Entre artisanat ancestral, start-ups en plein essor et laboratoires pharmaceutiques, le Maroc engage une diplomatie économique active à Genève pour renforcer son arsenal juridique. Des accords avec l’OMPI aux réformes internes du BMDA et de l’OMPIC, cette stratégie vise à garantir que le caftan, le zellige, les innovations technologiques et les molécules brevetées demeurent l’apanage de leurs créateurs. En toile de fond, la contrefaçon menace la valeur ajoutée nationale et la confiance des investisseurs, posant la question de la capacité du Royaume à instaurer un écosystème propice à une croissance intelligente et durable.

Les enjeux économiques de la propriété intellectuelle

La propriété intellectuelle nourrit autant la croissance que la sécurité juridique. Brevets, marques et droits d’auteur constituent un actif intangible essentiel pour attirer les investisseurs étrangers et encourager la création locale. Nullum crimen sine lege ? Non, dans ce cas : Nulla prohibetur quod licet — ce qui est permis n’est pas interdit ; encore faut-il encadrer le champ des possibles. Selon Adam Smith, « le commerce fleurit là où l’invention est protégée », et le Maroc a compris qu’un portefeuille de brevets robuste devient un levier pour les PME et un amortisseur contre la concurrence déloyale.

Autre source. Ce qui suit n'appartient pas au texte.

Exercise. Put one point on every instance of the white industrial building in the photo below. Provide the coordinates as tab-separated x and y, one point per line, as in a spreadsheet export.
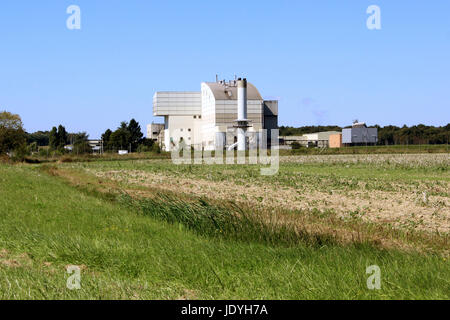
209	119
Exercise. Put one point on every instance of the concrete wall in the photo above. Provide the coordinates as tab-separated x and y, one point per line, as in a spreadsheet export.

Artisanat et patrimoine : protéger le caftan et le zellige

L’artisanat marocain ne se limite pas au folklore ; il représente un pilier d’exportation et un signe de reconnaissance mondiale. À Genève, Mohammed Mehdi Bensaid, ministre de la Culture, a souligné : « Notre ambition est de développer au sein du BMDA la défense de nouveaux droits, en s’appuyant sur l’expertise internationale », afin que le caftan et le zellige soient à l’abri des copies illicites. Cette volonté de valoriser le « Label Maroc » fait écho à la vision de Théodore Levitt qui affirmait que « la marque est plus qu’un nom ; c’est une promesse de qualité ».

Technologies et pharmaceutique : levier d’innovation et de compétitivité

La filière technologique et pharmaceutique s’appuie sur une recherche de pointe et des investissements lourds. Breveter un procédé de formulation médicale ou un algorithme d’intelligence artificielle impose de sécuriser le retour sur ces investissements. « La propriété intellectuelle est le moteur de l’économie du XXIᵉ siècle », rappelait Joseph Stiglitz ; au Maroc, les start-ups biotech et fintech bénéficient déjà du guichet unique de l’OMPIC et des incubateurs universitaires, qui facilitent le dépôt en ligne de plus de 95 % des demandes. Cette digitalisation renforce la réactivité du système et sa capacité à accompagner des projets à fort impact.

Diplomatie à Genève : le Maroc à l’offensive à l’OMPI

À l’occasion de la 66ᵉ session des Assemblées générales de l’OMPI, le Maroc a signé un protocole d’accord avec Daren Tang, directeur général de l’organisation. M. Bensaid a plaidé pour un système « inclusif, équilibré et au service du développement », aligné sur la feuille de route nationale 2022–2026 de l’OMPIC, qui fait de la propriété intellectuelle un levier central de la transition vers l’économie du savoir. Cette diplomatie fine permet au Royaume de défendre ses spécificités culturelles tout en négociant des mécanismes d’exception pour ses industries créatives.

Vers un écosystème de l’innovation : défis et perspectives

Le grand défi n’est plus seulement de sécuriser des droits, mais d’instaurer une culture de la protection et de l’application effective. Il s’agit désormais de former magistrats, avocats et agents publics, de renforcer les tribunaux spécialisés et de sensibiliser les PME au dépôt systématique de brevets. La prochaine étape sera d’adapter ce cadre aux enjeux numériques — intelligence artificielle, données, biotechnologies — pour que le Maroc reste à l’avant-garde d’une économie globale en mutation.

Le Maroc a posé les bases d’une stratégie ambitieuse de propriété intellectuelle, mêlant diplomatie et réformes internes. Reste à incarner ces accords dans la pratique quotidienne et à étendre le combat juridique aux nouveaux horizons de l’innovation, pour que la création marocaine devienne un moteur durable de prospérité.